I worked at SAP for 15 years, I loved the company and still do. The complexity it manages is unfathomable - it makes you sometimes wonder how is that less valuable than any new age startup claiming it will change the world but thats another topic.

SAP's complexity is real and earns its place. What it encodes - the business rules, the org structures, the decades of process decisions - is genuinely valuable.

The problem isn't the complexity. It's that the only people who can navigate it today are the ones who've spent years inside it. Everyone else - the plant engineer, the procurement lead, the ops manager who needs an answer at 6am - hits a wall. Not because they don't have access rights. Because the interface assumes expertise they don't have.

What we're building at trybeai.app is the layer that lets those people ask their question and get an answer - through the same authorization that already governs their Fiori access. SAP decides what they can see. We just make it reachable.

8Lee's avatar

Narrative that you don't hear that often:

> AI will make things less risky.

I love this because it's so counter to the FUD that exists around AI. But, what if the usage of these new tools can help manage and even reduce it?

What a novel thought.

Team Meta's avatar

I can recommend this app for your business: https://www.binnacle.com.mx/

Anubhav Tyagi's avatar

I’m skeptic that a layer of “system of actions” over a “system of records” is enough, it might be useful in the short term but it will degrade org’s capability over long term. If you cannot take an action reliably from this layer and you don't know anymore how to use and debug the underlying system, how do you even work?

To me the answer is a rebuild but now on a platform that has the ability to customise and extend the product as it’s getting used, continuously learning from user behavior and logs. The AI layer works embedded in the app but taking over it; not limited to a copilot that just tells you what to do but also not taking over by abstracting away the underlying layer. It’ll be worth the rebuild soon because the alternative will be 100x better. Sure, the implementation will happen in phases over years.
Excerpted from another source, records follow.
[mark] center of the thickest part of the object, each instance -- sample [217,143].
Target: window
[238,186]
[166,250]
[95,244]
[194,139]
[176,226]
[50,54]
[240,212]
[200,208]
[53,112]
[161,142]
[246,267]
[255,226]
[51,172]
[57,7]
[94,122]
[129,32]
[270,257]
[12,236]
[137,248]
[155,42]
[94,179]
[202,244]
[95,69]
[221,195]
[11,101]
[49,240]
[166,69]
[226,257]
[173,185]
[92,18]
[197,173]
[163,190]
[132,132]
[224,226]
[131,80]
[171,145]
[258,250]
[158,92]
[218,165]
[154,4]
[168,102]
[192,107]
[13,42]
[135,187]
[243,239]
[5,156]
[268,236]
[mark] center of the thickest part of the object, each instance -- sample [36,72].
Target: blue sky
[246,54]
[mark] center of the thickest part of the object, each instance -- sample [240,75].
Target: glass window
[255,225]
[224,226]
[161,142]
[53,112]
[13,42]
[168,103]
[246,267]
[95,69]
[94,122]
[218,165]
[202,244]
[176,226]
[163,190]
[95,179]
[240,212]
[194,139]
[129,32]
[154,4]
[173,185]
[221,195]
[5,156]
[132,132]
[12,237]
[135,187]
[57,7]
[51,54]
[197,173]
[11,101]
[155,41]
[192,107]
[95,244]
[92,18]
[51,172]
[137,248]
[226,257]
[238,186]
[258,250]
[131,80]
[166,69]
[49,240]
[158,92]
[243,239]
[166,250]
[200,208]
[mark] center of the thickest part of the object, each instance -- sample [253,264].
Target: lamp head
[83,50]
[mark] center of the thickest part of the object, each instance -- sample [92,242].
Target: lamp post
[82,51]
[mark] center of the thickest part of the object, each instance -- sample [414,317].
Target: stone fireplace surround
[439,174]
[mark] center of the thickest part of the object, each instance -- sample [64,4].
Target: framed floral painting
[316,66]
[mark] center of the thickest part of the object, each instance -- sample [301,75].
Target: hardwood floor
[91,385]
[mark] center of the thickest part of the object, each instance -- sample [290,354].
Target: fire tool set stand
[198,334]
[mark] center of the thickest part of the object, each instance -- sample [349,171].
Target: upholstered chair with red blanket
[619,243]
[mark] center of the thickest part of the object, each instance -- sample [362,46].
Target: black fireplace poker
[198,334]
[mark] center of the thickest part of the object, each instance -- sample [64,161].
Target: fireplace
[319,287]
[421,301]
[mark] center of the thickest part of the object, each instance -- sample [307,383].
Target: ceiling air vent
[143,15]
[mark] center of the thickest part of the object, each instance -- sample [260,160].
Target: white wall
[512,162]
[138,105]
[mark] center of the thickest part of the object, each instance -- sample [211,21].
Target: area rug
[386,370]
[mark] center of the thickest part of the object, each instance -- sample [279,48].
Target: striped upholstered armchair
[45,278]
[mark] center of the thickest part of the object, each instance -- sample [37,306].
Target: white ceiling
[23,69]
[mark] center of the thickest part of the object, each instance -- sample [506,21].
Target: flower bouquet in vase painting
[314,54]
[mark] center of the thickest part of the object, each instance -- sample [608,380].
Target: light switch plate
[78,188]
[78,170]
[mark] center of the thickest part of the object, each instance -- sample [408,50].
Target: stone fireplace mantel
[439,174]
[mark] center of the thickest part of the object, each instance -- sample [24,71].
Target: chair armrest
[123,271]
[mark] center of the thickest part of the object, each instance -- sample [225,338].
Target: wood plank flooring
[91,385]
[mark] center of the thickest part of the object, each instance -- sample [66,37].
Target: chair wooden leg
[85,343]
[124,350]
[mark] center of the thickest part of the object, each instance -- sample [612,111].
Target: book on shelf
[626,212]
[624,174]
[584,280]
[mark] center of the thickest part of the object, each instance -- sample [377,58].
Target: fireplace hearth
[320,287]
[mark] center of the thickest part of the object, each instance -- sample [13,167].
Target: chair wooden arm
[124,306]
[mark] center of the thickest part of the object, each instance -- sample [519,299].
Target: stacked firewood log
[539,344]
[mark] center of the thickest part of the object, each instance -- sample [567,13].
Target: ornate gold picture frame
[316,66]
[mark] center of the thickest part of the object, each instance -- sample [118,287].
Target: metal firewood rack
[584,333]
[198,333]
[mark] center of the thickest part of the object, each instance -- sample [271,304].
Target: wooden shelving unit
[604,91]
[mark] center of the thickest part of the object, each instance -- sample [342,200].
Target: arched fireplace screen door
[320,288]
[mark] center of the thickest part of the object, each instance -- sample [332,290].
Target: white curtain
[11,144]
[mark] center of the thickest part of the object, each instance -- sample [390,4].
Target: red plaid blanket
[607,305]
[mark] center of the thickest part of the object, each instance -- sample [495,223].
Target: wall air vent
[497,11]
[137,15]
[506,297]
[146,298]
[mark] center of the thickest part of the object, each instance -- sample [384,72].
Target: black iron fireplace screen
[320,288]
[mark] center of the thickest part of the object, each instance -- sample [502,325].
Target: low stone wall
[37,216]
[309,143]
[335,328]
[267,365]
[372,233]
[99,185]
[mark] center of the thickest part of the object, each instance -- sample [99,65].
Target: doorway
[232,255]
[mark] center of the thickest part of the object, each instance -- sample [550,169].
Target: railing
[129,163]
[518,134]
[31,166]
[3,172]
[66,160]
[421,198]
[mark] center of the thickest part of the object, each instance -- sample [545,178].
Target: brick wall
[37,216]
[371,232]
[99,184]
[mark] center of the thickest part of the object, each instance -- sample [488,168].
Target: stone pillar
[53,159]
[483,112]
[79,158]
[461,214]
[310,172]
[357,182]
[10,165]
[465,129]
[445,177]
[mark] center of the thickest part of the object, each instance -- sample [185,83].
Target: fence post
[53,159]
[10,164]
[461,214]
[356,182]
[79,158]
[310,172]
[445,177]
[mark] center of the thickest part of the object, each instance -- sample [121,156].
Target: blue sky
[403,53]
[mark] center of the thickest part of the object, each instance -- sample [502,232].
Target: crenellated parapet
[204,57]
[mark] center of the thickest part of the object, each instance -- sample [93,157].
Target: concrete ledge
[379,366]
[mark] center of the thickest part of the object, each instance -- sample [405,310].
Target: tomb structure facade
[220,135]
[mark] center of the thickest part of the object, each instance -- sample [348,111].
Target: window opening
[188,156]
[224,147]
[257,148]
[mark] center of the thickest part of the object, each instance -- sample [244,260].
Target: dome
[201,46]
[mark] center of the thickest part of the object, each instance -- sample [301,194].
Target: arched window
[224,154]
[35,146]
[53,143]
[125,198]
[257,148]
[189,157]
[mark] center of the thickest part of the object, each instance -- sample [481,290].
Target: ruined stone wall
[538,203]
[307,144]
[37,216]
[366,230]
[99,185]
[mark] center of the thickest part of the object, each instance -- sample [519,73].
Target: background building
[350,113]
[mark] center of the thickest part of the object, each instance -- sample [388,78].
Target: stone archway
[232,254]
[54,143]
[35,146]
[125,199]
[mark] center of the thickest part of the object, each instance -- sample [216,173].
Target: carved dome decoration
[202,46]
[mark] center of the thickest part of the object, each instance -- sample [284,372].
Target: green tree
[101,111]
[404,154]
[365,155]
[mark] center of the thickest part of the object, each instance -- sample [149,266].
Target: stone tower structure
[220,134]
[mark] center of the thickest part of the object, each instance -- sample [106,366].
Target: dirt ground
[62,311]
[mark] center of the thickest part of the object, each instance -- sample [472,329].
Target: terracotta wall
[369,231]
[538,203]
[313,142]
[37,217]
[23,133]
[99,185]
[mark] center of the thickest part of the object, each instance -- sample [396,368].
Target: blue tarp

The key difference is that the AI layer will be somewhere in middle: it will shape feature requests from users learning from their intent, let designers refine the user flow and schemas for consistent UX and engineers ensure system integrity and performance. Not just human in the loop, but humans in-charge, and not in silos as different copilots for different departments, but as unified layer with shared memory and specialised skills that are invoked per usecase. Maybe SAP will catchup and Joule will evolve to play this role efficiently or maybe someone else will.

James Colgan's avatar

The SaaSpocalypse is totally overblown. If it were just about the UI, SAP would have died years ago.

https://newsletter.beyondthebuild.ai/p/if-saas-value-were-the-ui-salesforce?utm_campaign=post&utm_medium=web

Alex Barnes - Toronto's avatar

If this replaces Fiori, I'm all for it. ALV Grid in SAP is still far superior to Fiori

craig Stewart's avatar

Doesn't this end up being "lipstick on a pig"? The moat for modernizing the company becomes a real danger to it's very existence with it's long term inability to evolve.

James Colgan's avatar

No, it states that what SaaS companies sell is not just the UI. It’s everything behind it that has value.